En el Hotel de Turistas los esperaba el prefecto, que había recibido instrucciones de Lima. Esperó que se bañaran y los invitó a comer, en el mismo hotel. Allí vinieron a darles el encuentro los dos técnicos del Ministerio que debían acompañarlos. Y se presentó también el comandante de la guarnición, un hombre bajito y cordial. Saludó militarmente y les dio la mano.
— Un gran honor recibir a una persona tan importante, señora–dijo, quitándose la gorra-. Leo siempre su página en El Comer cio. Y he leído su libro sobre el Callejón de Huaylas. Qué lástima no tenerlo conmigo, para que me pusiera una firmita.
Les anunció que la patrulla estaba lista; podrían iniciar el recorrido a las siete de la mañana.
— ¿Una patrulla? — La señora d’Harcourt interrogó con los ojos al ingeniero Cañas.

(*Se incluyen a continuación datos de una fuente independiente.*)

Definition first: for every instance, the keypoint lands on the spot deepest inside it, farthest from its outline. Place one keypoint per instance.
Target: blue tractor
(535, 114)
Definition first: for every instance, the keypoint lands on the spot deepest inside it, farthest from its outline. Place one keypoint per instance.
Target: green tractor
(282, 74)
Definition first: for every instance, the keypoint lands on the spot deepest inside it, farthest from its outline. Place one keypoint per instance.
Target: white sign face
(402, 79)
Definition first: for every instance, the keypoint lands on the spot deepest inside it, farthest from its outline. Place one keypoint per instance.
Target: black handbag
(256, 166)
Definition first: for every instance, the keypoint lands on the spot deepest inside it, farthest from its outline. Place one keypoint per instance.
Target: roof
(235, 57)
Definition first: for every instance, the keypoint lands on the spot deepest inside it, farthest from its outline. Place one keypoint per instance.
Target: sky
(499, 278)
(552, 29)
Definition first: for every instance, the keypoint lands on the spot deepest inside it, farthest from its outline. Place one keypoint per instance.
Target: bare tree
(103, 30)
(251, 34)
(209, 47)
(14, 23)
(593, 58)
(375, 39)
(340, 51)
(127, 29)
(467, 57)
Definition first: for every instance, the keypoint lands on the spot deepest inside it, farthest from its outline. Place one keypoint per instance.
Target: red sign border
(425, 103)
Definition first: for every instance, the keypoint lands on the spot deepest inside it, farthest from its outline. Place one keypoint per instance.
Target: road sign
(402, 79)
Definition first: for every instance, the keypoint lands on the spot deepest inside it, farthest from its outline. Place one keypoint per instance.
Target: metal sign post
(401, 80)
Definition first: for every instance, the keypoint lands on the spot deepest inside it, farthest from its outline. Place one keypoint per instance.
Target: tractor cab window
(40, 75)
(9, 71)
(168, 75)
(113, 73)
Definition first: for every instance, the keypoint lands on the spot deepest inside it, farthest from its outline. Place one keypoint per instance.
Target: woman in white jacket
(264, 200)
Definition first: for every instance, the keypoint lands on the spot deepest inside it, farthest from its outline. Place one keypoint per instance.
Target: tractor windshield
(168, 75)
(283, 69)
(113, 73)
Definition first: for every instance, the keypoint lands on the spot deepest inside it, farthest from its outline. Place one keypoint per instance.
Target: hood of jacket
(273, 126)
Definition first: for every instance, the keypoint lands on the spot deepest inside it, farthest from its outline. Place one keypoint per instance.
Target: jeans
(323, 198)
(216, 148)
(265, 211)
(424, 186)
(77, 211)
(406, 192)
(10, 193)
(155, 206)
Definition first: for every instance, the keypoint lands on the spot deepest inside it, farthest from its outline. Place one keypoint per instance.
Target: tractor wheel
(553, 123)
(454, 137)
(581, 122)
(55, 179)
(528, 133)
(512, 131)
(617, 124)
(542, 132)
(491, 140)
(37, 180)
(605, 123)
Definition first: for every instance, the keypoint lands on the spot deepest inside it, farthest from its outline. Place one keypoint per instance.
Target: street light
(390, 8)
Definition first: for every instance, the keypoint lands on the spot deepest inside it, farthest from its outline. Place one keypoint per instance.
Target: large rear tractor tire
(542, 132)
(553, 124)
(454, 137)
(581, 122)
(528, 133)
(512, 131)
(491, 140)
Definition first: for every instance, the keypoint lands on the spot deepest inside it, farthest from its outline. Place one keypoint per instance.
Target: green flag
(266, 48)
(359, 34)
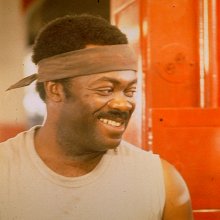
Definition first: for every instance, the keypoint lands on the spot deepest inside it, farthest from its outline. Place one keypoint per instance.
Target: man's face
(96, 114)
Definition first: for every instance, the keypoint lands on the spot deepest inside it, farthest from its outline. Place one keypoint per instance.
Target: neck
(60, 161)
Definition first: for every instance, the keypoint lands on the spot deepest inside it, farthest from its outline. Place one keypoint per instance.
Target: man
(75, 166)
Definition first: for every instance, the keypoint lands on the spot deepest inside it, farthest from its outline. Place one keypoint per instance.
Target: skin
(78, 139)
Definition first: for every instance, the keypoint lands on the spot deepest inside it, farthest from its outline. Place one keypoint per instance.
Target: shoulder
(178, 203)
(12, 147)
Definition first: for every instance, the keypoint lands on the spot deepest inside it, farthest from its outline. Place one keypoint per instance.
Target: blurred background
(177, 46)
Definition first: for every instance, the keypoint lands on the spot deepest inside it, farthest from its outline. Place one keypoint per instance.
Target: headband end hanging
(23, 82)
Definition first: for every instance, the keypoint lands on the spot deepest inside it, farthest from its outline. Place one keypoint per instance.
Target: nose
(121, 105)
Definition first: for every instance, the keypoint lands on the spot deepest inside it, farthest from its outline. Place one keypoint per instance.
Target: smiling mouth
(111, 122)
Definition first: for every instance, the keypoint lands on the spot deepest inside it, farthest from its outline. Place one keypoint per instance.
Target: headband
(86, 61)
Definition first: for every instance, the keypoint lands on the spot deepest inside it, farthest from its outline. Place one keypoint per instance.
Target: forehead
(120, 77)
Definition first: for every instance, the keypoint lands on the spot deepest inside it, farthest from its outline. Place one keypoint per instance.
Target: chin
(112, 144)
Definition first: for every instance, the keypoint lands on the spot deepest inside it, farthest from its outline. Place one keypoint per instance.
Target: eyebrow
(113, 80)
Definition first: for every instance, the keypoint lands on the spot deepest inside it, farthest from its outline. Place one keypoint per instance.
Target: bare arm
(178, 204)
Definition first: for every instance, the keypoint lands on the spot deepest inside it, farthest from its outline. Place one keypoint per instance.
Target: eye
(105, 91)
(130, 92)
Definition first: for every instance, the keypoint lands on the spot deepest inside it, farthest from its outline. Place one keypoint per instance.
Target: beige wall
(12, 51)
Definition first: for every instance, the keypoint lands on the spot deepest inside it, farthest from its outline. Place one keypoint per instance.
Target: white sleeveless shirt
(127, 184)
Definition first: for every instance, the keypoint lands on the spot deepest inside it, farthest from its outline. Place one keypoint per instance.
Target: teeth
(110, 122)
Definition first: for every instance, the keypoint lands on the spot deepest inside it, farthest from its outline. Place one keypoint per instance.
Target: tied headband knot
(86, 61)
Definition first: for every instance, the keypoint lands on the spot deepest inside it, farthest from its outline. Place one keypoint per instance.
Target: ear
(54, 91)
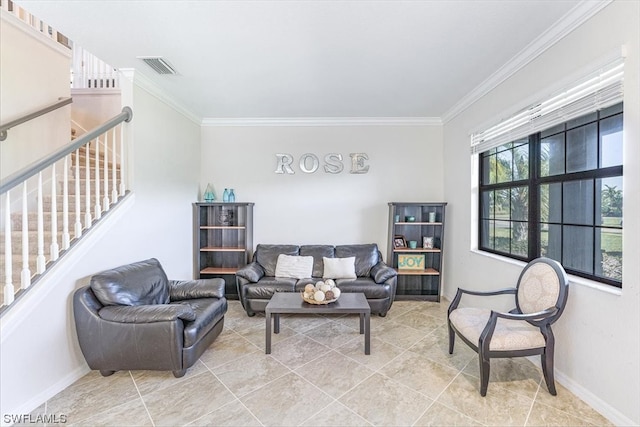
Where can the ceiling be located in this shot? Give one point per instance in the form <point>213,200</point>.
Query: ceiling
<point>318,59</point>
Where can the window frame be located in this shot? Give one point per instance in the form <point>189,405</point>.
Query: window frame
<point>535,182</point>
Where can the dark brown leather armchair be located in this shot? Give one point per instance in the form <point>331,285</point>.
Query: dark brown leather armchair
<point>132,317</point>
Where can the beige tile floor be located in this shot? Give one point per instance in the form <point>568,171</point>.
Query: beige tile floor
<point>317,375</point>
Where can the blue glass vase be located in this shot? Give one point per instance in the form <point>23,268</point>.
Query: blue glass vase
<point>209,196</point>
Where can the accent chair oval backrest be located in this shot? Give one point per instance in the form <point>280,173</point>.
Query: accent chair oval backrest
<point>543,283</point>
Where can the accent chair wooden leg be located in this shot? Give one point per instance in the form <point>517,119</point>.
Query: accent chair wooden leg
<point>547,370</point>
<point>485,367</point>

— Yo le expliqué que no queríamos escolta–dijo éste al prefecto.
— Y yo se lo trasladé al comandante–repuso el prefecto, levantando los hombros-. Pero donde manda capitán no manda marinero. Ésta es zona de emergencia, bajo autoridad militar.
— Lo siento mucho, señora, pero no puedo permitir que se internen por ahí sin protección–les advirtió el comandante. Era un hombre joven, con unos bigotitos bien recortados y se esforzaba por ser amable-. La zona es peligrosa, los subversivos la llaman «territorio liberado». Demasiada responsabilidad para mí. Le aseguro que la patrulla no interferirá en nada.